Thursday, 22 January 2015
Tuesday, 20 January 2015
Enter To Buy The Cheapest MTN & Etisalat Data Plan Ever!!
NOTE:- This is not a cheat, we simply buy data in bulk from MTN and Etisalat and resell at a cheap price, so there is no need to be afraid.
MTN PLANS
1GB = N1,200(1300 MTN card/VTU)
2GB = N2400 (2500 MTN Card/VTU)
3GB = N3500 (3600 MTN Card/VTU)
The #1200 – #3500 is via BANK payment/internet banking only.
Sub Validity – 30 Days / 1 Month
ETISALAT PLANS
250MB – N500
500MB – N800
1GB – N1300(#1400 CARD)
1.5GB – N2000(#2100 CARD)
2GB – N2600(#2700 CARD)
3GB – N3500(STRICTLY BANK PAYMENT)
5GB – N5500(STRICTLY BANK PAYMENT)
Card payment for etisalat data plans is via MTN CARD only.
Sub Validity – Sub Validity – 30 Days / 1 Month
Its Works on android phones and tabs, iphones and ipad, BlackBerry os10, windows phone, nokia xl series, symbian, java phones, laptops and computers, ps3, qsat, e.t.c
HOW CAN I PAY VIA BANK/INTERNET BANKING?
To make payment into bank/via internet banking, Pay the stipulated amount for any data you want into….
BANK – GTB
ACC NAME – JOSEPH GODFREY
ACC NO – 0157574866
Then after bank payment send a sms to “08161145975” in this format
(Name, Mode of Payment, Amount Paid, Phone NO) eg ( david, Gtb transfer or quickteller, #1200, 08061234567)
HOW DO I PAY VIA RECHARGE CARD?
Send the recharge card pin, amount of MB you want to purchase, and phone no you want the MB to be transferred to, To “08161145975” via SMS.
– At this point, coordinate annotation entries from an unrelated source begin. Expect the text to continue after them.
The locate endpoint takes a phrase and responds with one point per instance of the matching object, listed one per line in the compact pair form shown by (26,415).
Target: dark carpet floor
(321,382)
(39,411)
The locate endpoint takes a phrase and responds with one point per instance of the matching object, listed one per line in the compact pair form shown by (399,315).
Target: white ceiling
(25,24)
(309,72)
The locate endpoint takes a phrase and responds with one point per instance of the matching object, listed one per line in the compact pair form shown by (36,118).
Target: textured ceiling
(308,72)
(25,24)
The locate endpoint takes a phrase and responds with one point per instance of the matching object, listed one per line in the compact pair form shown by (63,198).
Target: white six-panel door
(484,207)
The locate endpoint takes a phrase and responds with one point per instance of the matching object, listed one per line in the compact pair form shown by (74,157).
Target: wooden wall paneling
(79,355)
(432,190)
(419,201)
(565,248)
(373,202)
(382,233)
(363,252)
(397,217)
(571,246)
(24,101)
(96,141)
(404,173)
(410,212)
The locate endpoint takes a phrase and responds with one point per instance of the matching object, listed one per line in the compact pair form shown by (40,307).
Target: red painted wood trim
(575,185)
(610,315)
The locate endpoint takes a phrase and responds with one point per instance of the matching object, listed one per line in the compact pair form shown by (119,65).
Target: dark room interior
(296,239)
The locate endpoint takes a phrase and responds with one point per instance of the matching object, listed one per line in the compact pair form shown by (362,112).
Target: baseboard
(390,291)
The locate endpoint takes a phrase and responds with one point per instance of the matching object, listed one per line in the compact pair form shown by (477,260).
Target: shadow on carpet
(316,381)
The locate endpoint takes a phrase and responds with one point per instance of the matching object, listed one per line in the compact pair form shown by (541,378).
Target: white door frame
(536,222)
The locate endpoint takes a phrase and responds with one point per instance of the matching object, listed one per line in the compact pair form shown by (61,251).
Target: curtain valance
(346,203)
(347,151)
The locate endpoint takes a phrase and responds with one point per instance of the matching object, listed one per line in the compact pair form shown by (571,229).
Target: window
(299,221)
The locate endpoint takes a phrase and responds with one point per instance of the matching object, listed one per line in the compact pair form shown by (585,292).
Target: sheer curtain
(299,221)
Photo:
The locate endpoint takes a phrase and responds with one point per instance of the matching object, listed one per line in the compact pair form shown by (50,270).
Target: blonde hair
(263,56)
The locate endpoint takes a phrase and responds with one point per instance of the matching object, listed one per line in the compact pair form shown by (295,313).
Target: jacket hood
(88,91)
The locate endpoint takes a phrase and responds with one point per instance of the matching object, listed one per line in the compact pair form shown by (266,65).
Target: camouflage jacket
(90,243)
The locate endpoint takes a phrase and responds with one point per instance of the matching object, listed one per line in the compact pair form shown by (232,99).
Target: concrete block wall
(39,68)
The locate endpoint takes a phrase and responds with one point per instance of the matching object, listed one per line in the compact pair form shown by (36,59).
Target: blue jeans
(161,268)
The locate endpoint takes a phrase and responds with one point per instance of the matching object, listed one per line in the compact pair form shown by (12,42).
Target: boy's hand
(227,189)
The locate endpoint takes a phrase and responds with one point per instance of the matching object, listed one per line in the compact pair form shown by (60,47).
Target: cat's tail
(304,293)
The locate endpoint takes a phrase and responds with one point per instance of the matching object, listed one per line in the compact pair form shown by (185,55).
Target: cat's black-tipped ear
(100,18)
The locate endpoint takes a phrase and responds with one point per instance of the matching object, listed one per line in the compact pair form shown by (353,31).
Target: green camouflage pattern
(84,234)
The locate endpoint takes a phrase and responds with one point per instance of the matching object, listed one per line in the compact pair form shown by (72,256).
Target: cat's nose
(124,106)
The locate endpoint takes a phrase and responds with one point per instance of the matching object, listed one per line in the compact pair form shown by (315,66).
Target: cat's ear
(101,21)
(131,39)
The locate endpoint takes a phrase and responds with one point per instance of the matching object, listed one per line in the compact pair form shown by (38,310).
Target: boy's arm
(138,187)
i.e <recharge card pin> <amount of recharge card> <amount of mb u want to purchase> <phone no u want the mb to b transferred to>
E.g <1555455555855><1300> <1gb> <08135458753>
And after we recieve your SMS in that format your desired MB would be transferred to your no within 2mins after confirming recharge card payment
HOW TO CHECK MY DATA BUNDLE BALANCE
To check MTN data balance dial *461*7#
To check Etisalat data balance dial *229*9#
For more enquires,
Contact MARCJOE via.
Whatsapp – 08161145975.
BBM – 7F069D30
A Love Story Of A Unilag Babe And A Bus Conductor (MUST READ)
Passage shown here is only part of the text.